The Bush Administration, recognizing that Abbas has no independent political base among Palestinians, is sympathetic to the need to build up his standing, and has, at Abbas's behest, urged Israel to cease construction of a security fence that will function as a de facto border penning the Palestinians into about half of the West Bank — a request Israel firmly rebuffed. But pressing the Israelis to release men convicted for killing Israelis won't be easy, with an election season looming. Even if that's what Washington concluded was needed to keep Abbas intact. Because even more importantly, the Bush administration agrees with Israel's position that progress on the roadmap requires that Abbas begin systematically dismantling groups such as Hamas that have waged the terror campaign.

Abbas, however, has no intention of waging war on the very groups with whom he painstakingly negotiated the "hudna." His view of the path to peace is to slowly draw them into the Palestinian Authority, and commit them to the political agreements he negotiates with Israel. Israelis are not impressed, insisting that any further progress on the "roadmap" requires a Palestinian "war on terror," and that Israel won't make further concessions unless they see action. But Abbas refuses to launch a Palestinian civil war, and insists his way is actually working, bringing the calm that almost three years of Israeli military action failed to achieve. The Israelis say the "hudna" simply gives them breathing space to reorganize and rearm, and that without a crackdown the resumption of terror is inevitable. The differences over how the Palestinians proceed on the security front appear to be intractable, at least to the extent that they're left up to the Israelis and Palestinians themselves to resolve. President Bush will now be forced to not only act as promoter and referee in the peace process, but as choreographer and ringmaster. And that's unlikely to be a comfortable role.

It's made even more difficult by the fact that while Sharon is the executive in charge of all Israeli actions, Abbas essentially functions as a mediator between the Americans and Israelis on the one hand, and the Palestinians with whom they refuse to talk on the other — Hamas, Islamic Jihad, the militants of Fatah and Yasser Arafat. He rules at Arafat's pleasure, and the only leverage Abbas has is to threaten to quit. He has repeatedly used that device in his clashes with Arafat, and he does the same in Washington, warning that unless the U.S. can squeeze more concessions out of Israel, he'll be out of the game.

U.S. and Israeli efforts to sideline Arafat have actually made his political life easier viz-a-viz the Prime Minister Washington would love to see eclipse the aging Palestinian leader. That's because despite the fanfare that accompanied the launch of the "roadmap" six weeks ago, there has been very little easing of the siege conditions under which ordinary Palestinians are living in the West Bank.
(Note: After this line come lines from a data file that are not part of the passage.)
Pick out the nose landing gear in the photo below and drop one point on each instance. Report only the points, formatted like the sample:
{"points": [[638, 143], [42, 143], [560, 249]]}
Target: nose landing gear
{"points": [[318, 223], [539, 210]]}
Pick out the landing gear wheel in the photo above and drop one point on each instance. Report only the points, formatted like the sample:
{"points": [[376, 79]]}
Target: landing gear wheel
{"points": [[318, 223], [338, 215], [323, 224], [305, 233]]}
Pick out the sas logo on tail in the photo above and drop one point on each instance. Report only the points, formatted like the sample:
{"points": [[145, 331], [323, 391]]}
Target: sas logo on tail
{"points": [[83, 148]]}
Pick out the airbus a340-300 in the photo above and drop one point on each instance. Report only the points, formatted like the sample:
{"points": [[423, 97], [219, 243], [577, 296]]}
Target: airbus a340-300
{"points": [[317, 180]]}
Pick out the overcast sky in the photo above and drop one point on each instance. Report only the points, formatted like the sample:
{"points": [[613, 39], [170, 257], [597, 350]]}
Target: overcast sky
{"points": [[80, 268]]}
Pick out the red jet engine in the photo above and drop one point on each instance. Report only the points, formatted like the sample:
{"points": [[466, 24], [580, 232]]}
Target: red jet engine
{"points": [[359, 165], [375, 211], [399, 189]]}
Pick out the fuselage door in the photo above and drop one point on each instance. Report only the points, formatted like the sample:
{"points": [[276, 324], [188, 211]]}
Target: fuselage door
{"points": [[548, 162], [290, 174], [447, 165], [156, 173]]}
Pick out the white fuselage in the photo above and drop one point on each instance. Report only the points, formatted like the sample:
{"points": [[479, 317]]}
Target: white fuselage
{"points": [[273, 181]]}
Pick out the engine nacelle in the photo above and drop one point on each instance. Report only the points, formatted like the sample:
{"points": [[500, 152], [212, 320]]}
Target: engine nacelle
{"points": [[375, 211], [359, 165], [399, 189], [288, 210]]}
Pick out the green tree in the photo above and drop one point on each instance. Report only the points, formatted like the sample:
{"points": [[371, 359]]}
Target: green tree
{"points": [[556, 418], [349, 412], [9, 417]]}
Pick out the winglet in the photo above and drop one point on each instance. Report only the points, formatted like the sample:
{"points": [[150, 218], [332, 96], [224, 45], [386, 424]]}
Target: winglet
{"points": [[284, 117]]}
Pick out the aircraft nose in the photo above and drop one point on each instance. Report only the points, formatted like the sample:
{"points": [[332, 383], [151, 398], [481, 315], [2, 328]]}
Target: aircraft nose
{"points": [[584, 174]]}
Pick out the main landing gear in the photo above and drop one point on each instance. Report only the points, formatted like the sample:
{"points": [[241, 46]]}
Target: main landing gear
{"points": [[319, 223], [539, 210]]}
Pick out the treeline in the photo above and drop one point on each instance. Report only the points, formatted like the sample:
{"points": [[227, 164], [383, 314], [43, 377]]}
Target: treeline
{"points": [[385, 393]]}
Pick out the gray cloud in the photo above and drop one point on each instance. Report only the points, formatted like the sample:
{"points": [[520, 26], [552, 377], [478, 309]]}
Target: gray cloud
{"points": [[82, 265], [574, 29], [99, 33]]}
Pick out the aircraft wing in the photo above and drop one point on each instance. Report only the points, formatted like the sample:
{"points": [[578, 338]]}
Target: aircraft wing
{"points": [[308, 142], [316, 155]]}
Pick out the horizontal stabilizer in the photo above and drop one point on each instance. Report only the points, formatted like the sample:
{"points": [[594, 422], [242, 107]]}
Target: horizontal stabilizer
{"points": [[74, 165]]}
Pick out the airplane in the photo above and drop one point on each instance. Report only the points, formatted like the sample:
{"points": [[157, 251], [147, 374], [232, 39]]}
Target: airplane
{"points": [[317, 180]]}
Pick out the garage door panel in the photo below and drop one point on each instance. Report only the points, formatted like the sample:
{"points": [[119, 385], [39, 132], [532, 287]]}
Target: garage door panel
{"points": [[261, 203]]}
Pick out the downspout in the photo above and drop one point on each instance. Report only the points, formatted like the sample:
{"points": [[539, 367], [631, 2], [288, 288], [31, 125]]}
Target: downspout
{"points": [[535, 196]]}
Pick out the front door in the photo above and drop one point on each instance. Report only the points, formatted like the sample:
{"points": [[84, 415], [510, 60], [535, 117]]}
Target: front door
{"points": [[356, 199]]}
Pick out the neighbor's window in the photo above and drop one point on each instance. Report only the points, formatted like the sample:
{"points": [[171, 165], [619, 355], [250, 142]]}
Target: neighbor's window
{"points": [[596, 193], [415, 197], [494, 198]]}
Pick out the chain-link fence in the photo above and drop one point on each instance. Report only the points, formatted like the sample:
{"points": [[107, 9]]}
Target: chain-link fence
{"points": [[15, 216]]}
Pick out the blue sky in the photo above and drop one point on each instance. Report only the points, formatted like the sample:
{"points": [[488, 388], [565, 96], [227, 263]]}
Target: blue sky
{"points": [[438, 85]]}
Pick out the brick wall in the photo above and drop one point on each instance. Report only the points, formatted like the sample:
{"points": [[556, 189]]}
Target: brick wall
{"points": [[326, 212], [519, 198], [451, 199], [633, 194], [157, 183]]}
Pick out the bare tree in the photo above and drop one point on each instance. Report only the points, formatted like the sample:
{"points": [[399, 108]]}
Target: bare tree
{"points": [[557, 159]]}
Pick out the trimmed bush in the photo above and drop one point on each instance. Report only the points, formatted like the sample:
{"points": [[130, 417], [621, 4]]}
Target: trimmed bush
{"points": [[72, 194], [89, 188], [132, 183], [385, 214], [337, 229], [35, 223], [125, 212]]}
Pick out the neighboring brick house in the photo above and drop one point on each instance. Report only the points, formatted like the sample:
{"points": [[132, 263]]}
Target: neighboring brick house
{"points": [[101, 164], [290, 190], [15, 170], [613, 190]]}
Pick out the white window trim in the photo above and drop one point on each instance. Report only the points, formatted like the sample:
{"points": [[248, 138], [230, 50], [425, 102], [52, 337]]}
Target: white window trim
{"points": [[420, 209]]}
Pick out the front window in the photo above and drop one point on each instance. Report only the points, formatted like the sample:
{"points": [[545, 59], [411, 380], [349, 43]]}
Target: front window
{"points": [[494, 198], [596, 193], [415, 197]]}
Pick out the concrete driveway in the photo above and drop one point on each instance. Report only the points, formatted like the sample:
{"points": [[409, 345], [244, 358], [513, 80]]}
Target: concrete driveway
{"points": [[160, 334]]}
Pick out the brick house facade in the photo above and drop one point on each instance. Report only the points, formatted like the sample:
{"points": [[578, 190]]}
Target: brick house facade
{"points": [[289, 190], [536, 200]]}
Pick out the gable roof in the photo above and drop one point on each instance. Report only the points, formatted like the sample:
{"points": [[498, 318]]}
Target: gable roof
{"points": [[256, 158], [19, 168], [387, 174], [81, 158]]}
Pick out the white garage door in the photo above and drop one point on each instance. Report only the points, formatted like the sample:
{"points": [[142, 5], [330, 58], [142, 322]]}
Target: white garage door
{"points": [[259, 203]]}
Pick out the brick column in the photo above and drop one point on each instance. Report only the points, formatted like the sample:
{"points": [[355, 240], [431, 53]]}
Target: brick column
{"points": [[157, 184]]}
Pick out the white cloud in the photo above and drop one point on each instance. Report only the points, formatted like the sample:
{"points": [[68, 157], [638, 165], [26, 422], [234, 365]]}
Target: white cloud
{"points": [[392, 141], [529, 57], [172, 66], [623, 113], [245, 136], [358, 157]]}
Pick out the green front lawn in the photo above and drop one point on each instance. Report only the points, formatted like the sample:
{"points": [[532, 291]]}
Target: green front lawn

And while Abbas is seen negotiating with the Israelis and offering concessions, ordinary West Bank Palestinians know that Arafat remains confined by the Israelis, sharing their fate. That may be why Abbas continues to implore Sharon — and will no doubt do the same to Bush — to restore Arafat's freedom of movement.

It's already clear that direct White House intervention is necessary to resolve every substantial step along the way, and the load is likely to get even heavier. Like President Clinton before him, President Bush may have already created the expectation among the Israelis (and soon, no doubt, among the Palestinians, too) that Washington will give them a hearing whenever they need one. But the onset of the Fall marks the beginning of the next U.S. presidential election season, which according to conventional wisdom is not a great time to be micromanaging a painfully tough and complex peace process. And that may be exactly where this is heading. After all, the Fall also brings the three-month "hudna" up for renewal.